Faced with antibiotic resistance, a new look at phages

by time news

The book. After being relegated to the rank of laboratory tools in Western countries, phages, these bacteria viruses discovered at the beginning of the 20the century, are arousing renewed interest in the face of antibiotic resistance. How to develop phage therapies by freeing oneself from the eradicating logic that accompanies the abusive use of antibiotics, both in animal health and in human health?

This is the question explored by the anthropologist Charlotte Brives, in her book Facing antibiotic resistance. A political ecology of microbes, prefaced by the recently deceased philosopher Bruno Latour. And it is, according to the feminist approach of sciences and technology studies that it adopts, to deconstruct the infrastructure in question, from the language of war reducing microbes to their pathogenic dimension to the mass production of antibiotics by the capitalist system, passing through their evaluation according to the criteria of medicine based on evidence. “So what can the practice of medicine based on the eradication of microbes mean when the relationships we have with them appear to us to be much more complex and abundant than a simple relationship of pathogenicity? »she asks.

A quest for new models

Its rich and original investigation begins with the story of André, a paraplegic man suffering from recalcitrant urinary tract infections to whom two doctors refused the aid initially promised for the administration of phages purchased in Georgia. Hence an anger that the author describes with empathy while revealing the political dimension. “It would be very easy to downplay André’s speech for its excess and its ‘conspiracy’ accents, to exclude André from the discussions for his propensity to not respect the implicit rules.
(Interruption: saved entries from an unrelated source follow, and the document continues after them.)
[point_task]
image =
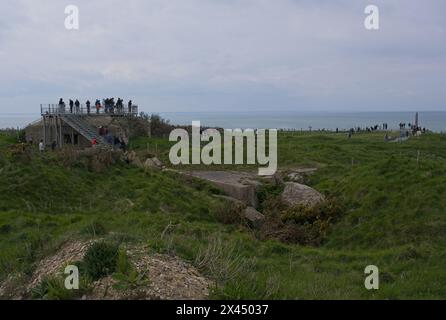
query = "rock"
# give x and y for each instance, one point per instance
(153, 163)
(254, 218)
(299, 194)
(157, 162)
(237, 185)
(300, 175)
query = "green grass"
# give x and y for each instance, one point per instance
(394, 218)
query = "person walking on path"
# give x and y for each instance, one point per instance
(41, 147)
(98, 106)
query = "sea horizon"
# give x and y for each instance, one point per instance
(288, 120)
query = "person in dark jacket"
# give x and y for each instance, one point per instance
(88, 106)
(77, 104)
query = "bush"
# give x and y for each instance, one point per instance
(95, 228)
(101, 260)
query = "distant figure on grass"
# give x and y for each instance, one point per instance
(120, 105)
(61, 106)
(41, 147)
(98, 106)
(88, 106)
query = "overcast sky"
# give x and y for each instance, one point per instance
(225, 55)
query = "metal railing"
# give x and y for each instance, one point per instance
(56, 109)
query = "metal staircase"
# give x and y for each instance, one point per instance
(78, 123)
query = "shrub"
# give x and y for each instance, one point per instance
(127, 277)
(101, 260)
(95, 228)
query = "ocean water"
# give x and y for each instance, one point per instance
(435, 120)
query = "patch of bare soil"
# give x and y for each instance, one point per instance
(169, 277)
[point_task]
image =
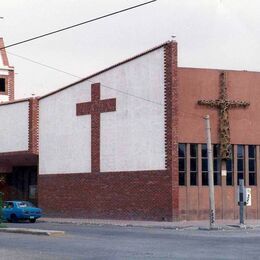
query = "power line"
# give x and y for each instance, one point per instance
(79, 24)
(91, 81)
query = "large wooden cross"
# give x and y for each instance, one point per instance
(223, 105)
(95, 108)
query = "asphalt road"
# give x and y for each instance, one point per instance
(111, 242)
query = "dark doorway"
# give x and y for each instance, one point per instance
(22, 184)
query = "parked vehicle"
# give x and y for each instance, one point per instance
(13, 211)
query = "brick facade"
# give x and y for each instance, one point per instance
(150, 195)
(117, 195)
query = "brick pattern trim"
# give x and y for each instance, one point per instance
(171, 121)
(3, 53)
(7, 84)
(11, 85)
(33, 125)
(95, 108)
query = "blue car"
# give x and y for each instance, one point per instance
(20, 210)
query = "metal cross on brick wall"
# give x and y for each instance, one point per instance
(95, 108)
(223, 104)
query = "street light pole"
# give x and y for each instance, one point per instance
(210, 174)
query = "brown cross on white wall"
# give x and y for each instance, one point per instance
(95, 108)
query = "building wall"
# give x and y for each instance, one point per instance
(135, 181)
(132, 137)
(14, 130)
(197, 84)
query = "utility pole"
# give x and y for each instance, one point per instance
(241, 202)
(210, 175)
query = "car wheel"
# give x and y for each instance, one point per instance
(14, 219)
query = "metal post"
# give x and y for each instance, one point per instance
(1, 207)
(241, 202)
(210, 175)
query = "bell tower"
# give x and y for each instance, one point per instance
(6, 76)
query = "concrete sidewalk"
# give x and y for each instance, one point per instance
(202, 224)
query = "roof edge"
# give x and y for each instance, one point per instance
(107, 69)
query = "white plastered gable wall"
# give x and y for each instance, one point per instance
(131, 139)
(14, 128)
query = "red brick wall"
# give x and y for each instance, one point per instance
(33, 125)
(117, 195)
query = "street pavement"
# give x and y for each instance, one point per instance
(84, 241)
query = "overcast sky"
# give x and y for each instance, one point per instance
(221, 34)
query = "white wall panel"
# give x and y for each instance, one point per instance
(14, 133)
(132, 137)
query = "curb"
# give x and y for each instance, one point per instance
(52, 233)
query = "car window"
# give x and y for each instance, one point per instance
(9, 205)
(24, 204)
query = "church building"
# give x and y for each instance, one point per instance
(128, 142)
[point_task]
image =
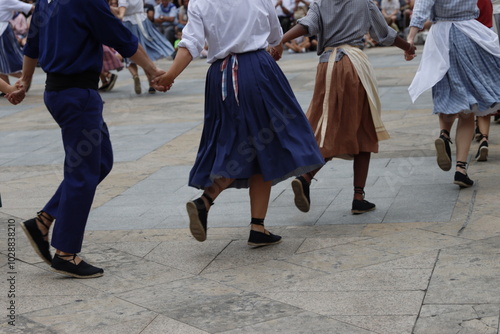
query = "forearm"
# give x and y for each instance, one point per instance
(181, 61)
(296, 31)
(411, 35)
(29, 65)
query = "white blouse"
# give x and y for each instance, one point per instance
(230, 26)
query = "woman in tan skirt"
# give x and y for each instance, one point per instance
(345, 108)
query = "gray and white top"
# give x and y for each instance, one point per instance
(337, 22)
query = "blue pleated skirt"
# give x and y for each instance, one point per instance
(11, 55)
(471, 83)
(262, 130)
(156, 46)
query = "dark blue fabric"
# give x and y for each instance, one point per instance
(88, 159)
(267, 133)
(67, 35)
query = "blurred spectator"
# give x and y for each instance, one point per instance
(284, 9)
(298, 45)
(11, 57)
(182, 17)
(20, 27)
(391, 10)
(166, 19)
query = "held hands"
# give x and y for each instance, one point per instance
(18, 95)
(410, 53)
(163, 82)
(153, 76)
(276, 51)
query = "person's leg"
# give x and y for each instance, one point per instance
(198, 209)
(5, 78)
(442, 144)
(483, 124)
(465, 130)
(260, 192)
(301, 190)
(88, 160)
(135, 76)
(360, 166)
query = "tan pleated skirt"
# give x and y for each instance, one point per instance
(350, 128)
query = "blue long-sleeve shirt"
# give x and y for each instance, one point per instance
(66, 36)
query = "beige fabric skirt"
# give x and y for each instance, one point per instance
(350, 128)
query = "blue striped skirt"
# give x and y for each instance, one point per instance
(471, 83)
(11, 55)
(259, 129)
(156, 46)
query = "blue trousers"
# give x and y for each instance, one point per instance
(88, 160)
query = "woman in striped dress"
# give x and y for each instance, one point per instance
(461, 63)
(11, 56)
(131, 12)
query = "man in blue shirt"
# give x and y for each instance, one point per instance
(66, 38)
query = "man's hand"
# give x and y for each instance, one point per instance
(276, 52)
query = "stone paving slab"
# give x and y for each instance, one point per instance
(425, 261)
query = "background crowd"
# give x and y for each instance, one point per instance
(169, 17)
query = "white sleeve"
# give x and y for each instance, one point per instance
(193, 34)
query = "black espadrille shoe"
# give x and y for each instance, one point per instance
(259, 239)
(198, 213)
(443, 150)
(482, 151)
(69, 268)
(301, 190)
(37, 238)
(462, 179)
(361, 206)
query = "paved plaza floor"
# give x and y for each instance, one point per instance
(426, 261)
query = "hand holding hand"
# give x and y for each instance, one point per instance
(16, 96)
(152, 75)
(163, 82)
(410, 53)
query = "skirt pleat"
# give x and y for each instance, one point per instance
(471, 83)
(265, 133)
(350, 129)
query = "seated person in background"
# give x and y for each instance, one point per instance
(20, 27)
(391, 10)
(298, 45)
(166, 19)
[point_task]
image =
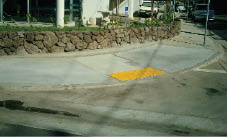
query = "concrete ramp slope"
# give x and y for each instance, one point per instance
(95, 69)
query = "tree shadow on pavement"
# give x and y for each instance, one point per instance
(120, 100)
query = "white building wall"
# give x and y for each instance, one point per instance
(93, 9)
(125, 4)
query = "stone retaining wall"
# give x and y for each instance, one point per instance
(22, 43)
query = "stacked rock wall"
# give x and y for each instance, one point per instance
(22, 43)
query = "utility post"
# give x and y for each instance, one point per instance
(28, 11)
(71, 11)
(1, 10)
(131, 6)
(188, 10)
(207, 18)
(60, 13)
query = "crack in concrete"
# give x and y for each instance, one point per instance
(18, 105)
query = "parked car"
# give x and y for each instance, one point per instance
(146, 7)
(181, 8)
(199, 12)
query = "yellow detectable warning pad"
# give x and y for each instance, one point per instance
(136, 74)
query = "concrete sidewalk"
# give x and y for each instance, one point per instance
(36, 71)
(192, 103)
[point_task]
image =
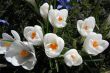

What fascinates me while listening to him is rather the way in which he politically translates his life with certain micro-organisms: there seems to be a solution; this solution is not available in France », she analyzes.

It then leads the reader into a reflection on the multiple potentialities of phages, bacteria and their interactions with their environments, including the human body, through the visit of a microbiology laboratory, the questions of infectiologists faced with the arbitrations between amputation and new therapeutic attempt, or the limits of regulatory frameworks.

Although the book will be easier to access for readers familiar with the sociology of science than for neophytes, its interest also lies in the author’s quest for new models which, without denying the methods of evidence-based medicine, enrich them. This is the case of the tailor-made therapies developed at the Croix-Rousse hospital in Lyon, or at the Reine-Astrid military hospital in Brussels, based on the search for the most accurate responses to complex medical situations. in the face of which it is no longer a question of claiming to be able to eradicate at all costs, but of accepting and making livable.